I use the space on this blog more often than not to beat up on celebrities when they're being absurd, which roughly comprises 90% of their waking lives. That said, I still have standards. I'll be as cruel as I can to the likes of abhorrent attention-seekers like Kate Gosselin and I'll take pot shots at hilariously disconnected folks like Our Secular Savior Angelina Jolie, but I try to stay away from the pitiful likes of tragic former child stars and clearly troubled individuals who happen to be famous. I can't say I've never written a mean-spirited joke about, say, Lindsay Lohan, but I've more or less stayed clear of her sad but not funny downward spiral. In fact, if there's one celebrity presence I truly want to see come out the other side and triumph, it's Lohan.
There are three points in my thesis concerning the defense of Lindsay Lohan as a person and as a performer.

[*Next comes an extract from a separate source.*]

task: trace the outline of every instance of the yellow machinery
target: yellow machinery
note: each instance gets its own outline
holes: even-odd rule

- A bad beginning that was no fault of her own
- Glimmers of talent beneath a flood of awfulness
- Mercy for the young
Lindsay Lohan has never not been in the lifestyle of the intermittently rich and famous. These days, the stage mom antics of Dina Lohan are legendary and young Ms. Lohan found herself coaxed into a career with Disney at the tender age of 11. Let's be clear about one thing; 11-year-old children don't know what it means to work for the likes of Disney. That's an age when The Mouse is still a benevolent purveyor of innocent entertainment and not the verified mega-machine of pure corporate cynicism any right-minded individual sees. Ah, but Dina Lohan, a showbusiness vet herself, had to have been aware of what it meant to join the dark Disney family. There's a reason why performers like Lohan and Britney Spears are drug-addled wrecks while Anna Paquin and Natalie Portman are stable and successful. The former began their careers with greedy dreck-mongers like Disney while the latter two began with Roman Polanski and Luc Besson, respectively.
But that fateful contract with Disney didn't completely squash Lohan's career. In 2006, she appeared in Robert Altman's A Prairie Home Companion, giving a performance I'm not afraid to call nuanced, self-aware and even artful. Not long after, she appeared in Bobby and even won a SAG Award as a part of the film's ensemble. It's not that Lindsay Lohan can't perform outside of terrible films and ill-advised albums, it's that for whatever reason she frequently chooses or is convinced not to.
Finally, I'd like to appeal to a somewhat less rational but at least respectably ethical perspective. Lindsay Lohan is 23. Or I should rather say, Lindsay Lohan is only 23. That's old enough to be considered an adult, but not old enough to condemn for life. Very few people in this world manage to make it to 23 without making at least a few major mistakes. The only difference between most 23-year-old screw-ups and those perpetrated by Lohan is that average people don't have fame and fortune to magnify the mistakes. Yeah, the girl needs help. She needs to get clean, she needs to get a proper agent and she needs to cut ties with her insane parents. Let's not revel in a kid's suffering.
Being a creature of hope, I believe that there's a version of the future in which Lindsay Lohan escapes her current cycle of self-destruction and achieves a personal and professional balance that better reflects her talents than her current state. The screen would gain a star and history would be spared another pointless celebrity tragedy.